Sunday, May 13, 2007

Here's an idea

Read a poem. Then write directions for someone else to create a contemporary version of that poem. Focus on technical and thematic issues in your directions.

For example, take this Dickinson poem:

I dreaded that first robin so,
But he is mastered now,
And I ’m accustomed to him grown,—
He hurts a little, though.

I thought if I could only live
Till that first shout got by,
Not all pianos in the woods
Had power to mangle me.

I dared not meet the daffodils,
For fear their yellow gown
Would pierce me with a fashion
So foreign to my own.

I wished the grass would hurry,
So when ’t was time to see,
He ’d be too tall, the tallest one
Could stretch to look at me.

I could not bear the bees should come,
I wished they ’d stay away
In those dim countries where they go:
What word had they for me?

They ’re here, though; not a creature failed,
No blossom stayed away
In gentle deference to me,
The Queen of Calvary.

Each one salutes me as he goes,
And I my childish plumes
Lift, in bereaved acknowledgment
Of their unthinking drums.

***

Some directions might be:

1. Write a poem about an unexpected feeling caused by a shift in the seasons.

2. Use four line stanzas

3. Use half-rhyme.

4. Use highly imagistic language.

5. Use medium length lines.

6. Connect the change in season to an animal.

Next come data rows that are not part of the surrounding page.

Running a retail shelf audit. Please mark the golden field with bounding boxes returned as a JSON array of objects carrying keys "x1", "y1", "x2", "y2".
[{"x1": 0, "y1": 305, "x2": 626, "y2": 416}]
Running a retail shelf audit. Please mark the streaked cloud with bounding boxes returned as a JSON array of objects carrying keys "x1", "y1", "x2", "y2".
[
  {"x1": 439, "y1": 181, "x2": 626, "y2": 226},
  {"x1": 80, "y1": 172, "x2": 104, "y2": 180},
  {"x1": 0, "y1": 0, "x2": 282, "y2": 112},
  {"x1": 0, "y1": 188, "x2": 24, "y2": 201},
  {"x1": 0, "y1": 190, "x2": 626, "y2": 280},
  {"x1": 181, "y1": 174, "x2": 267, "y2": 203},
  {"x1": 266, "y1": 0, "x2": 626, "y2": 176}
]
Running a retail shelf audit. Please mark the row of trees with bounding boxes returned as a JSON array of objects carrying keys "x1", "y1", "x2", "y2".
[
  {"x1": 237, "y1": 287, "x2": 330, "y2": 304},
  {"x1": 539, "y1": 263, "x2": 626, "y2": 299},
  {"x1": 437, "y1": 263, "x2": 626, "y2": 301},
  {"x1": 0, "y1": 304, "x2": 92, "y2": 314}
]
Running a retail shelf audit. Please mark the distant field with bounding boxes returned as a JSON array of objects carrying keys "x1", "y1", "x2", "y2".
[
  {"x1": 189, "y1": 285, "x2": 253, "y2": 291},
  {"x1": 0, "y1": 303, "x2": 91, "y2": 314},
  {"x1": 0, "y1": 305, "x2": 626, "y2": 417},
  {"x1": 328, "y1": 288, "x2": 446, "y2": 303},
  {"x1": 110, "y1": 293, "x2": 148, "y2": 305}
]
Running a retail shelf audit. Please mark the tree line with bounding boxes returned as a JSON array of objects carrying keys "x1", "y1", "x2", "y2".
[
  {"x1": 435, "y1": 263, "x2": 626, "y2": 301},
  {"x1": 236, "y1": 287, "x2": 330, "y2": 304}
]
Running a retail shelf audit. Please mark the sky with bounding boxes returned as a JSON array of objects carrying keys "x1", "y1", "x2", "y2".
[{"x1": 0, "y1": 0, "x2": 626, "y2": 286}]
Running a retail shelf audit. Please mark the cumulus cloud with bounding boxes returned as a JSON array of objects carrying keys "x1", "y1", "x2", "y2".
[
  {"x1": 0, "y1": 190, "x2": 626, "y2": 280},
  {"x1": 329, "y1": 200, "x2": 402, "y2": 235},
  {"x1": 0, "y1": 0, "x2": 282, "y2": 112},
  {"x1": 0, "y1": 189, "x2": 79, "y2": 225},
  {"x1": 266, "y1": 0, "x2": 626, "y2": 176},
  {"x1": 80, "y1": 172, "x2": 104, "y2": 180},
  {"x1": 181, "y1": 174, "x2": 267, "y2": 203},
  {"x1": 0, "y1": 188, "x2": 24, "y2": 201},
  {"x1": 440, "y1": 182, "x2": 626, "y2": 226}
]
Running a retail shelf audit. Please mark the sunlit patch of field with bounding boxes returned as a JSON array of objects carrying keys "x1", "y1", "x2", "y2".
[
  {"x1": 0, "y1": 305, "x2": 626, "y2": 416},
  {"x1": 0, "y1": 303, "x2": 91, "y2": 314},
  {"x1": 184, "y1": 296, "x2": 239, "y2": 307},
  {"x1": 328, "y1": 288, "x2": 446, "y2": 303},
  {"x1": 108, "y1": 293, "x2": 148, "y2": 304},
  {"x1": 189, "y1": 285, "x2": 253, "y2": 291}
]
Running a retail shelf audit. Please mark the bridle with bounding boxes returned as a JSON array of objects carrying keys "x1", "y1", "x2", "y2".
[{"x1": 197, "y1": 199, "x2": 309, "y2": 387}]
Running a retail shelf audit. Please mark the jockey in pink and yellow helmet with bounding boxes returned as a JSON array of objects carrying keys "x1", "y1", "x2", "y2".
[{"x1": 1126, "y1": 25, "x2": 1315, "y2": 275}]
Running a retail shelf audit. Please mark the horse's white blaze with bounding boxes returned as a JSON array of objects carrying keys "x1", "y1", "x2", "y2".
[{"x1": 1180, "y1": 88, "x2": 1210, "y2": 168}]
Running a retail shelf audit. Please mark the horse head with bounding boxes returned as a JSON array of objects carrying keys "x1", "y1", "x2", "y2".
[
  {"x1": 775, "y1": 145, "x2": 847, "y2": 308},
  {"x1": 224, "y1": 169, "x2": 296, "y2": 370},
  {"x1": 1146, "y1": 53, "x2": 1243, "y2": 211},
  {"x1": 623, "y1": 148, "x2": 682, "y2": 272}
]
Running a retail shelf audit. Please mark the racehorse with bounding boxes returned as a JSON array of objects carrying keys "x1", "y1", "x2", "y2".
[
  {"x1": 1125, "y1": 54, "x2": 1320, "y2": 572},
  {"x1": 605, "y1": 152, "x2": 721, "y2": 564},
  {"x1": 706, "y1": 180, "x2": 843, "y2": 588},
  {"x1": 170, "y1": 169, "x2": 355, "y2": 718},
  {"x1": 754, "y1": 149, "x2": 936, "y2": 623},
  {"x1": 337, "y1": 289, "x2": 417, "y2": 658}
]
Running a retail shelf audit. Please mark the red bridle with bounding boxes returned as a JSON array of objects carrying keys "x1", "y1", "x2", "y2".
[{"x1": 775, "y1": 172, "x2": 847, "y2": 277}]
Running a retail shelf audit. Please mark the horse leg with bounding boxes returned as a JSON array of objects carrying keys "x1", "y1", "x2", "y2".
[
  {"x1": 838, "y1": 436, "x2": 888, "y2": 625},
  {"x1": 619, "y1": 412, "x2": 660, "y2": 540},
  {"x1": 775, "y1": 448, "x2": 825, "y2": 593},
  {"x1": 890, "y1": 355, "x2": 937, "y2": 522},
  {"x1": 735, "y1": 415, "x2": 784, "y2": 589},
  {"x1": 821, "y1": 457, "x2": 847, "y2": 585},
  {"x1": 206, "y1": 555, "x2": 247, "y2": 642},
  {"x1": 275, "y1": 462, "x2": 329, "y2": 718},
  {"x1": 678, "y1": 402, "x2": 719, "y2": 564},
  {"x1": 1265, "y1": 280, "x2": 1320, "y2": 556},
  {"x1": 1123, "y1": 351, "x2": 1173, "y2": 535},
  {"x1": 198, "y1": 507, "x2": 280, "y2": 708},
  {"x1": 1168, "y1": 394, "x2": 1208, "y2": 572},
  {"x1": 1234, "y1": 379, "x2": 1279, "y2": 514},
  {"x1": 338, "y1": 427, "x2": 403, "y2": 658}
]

7. Connect the change in season to something sacred.

8. The poem should trace the process through which the speaker of the poem comes to term with his/her feelings and therefore comes to terms with the season.

9. Write a poem that understands how the changes in season are connected to life, but that doesn't understand why and wonders.

10. Use the words "foreign," "stretch," and "salute."

***

Try to get at least ten or twelve, up to twenty directions.